There are two ways every household in Scarborough can help themselves, their community and the environment: recycling and composting. Our household has done both for 30 years since we lived in Japan, where it is the law.

Recycling in Scarborough is extremely easy. The yellow-lidded curbside container is the key ingredient.

All recyclable plastics now have the recycle triangle on them. The tubes for toilet tissue and paper towels, newspapers, most magazines and office paper are recyclable. Paper towels and tissues are better composted. When you throw your trash in your recycling container, you are adding to the garbage that we pay $70 per ton to get rid of.

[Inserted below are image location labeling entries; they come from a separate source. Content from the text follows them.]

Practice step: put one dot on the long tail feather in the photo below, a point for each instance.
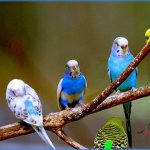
(42, 133)
(127, 110)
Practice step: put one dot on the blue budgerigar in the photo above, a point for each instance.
(71, 87)
(24, 102)
(118, 61)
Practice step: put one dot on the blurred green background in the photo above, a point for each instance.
(37, 39)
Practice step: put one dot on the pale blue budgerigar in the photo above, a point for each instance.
(118, 61)
(24, 102)
(71, 87)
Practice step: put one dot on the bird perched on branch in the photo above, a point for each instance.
(24, 102)
(71, 87)
(118, 61)
(112, 135)
(147, 36)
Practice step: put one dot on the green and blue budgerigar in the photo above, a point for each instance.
(112, 135)
(147, 36)
(119, 60)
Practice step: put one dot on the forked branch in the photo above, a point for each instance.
(56, 121)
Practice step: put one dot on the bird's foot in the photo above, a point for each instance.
(118, 92)
(82, 105)
(67, 108)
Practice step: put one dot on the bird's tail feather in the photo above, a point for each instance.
(127, 110)
(42, 133)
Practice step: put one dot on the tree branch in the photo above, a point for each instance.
(55, 121)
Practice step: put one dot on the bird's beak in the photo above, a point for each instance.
(124, 49)
(75, 71)
(147, 40)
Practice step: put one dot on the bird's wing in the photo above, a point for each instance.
(33, 109)
(31, 91)
(59, 90)
(109, 74)
(85, 88)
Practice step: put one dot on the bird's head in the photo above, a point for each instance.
(120, 46)
(147, 36)
(116, 120)
(72, 69)
(17, 87)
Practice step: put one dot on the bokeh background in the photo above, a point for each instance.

Composting is easy. Almost anything can be composted, but it is best to keep meat and things that attract scavengers out of the compost bin. Vegetable matter, mulched leaves in the fall, a few grass clippings, any weeds pulled from the garden, tubes from tissue paper and paper towels, tissues themselves and egg cartons all compost. Turn and water it once a month. A simple screen sifter yields a beautiful compost after a few months.

If you cannot or don’t want to compost, buy a small bucket. Put your compostable material in there. Once a week or so, drive by one of the three compost stations, called “toters.” These are at the Veterans Home, at Wal-Mart and at Pine Tree Waste and are serviced by Garden to Garden.

Since May 2015, these toters have diverted about 7 tons of compostable material from the solid waste stream. That 7 tons is now on its way to fertilizing something good instead of adding to our waste stream.

Please separate your garbage and recyclables. Please compost. It takes so little effort. It’s a real win-win.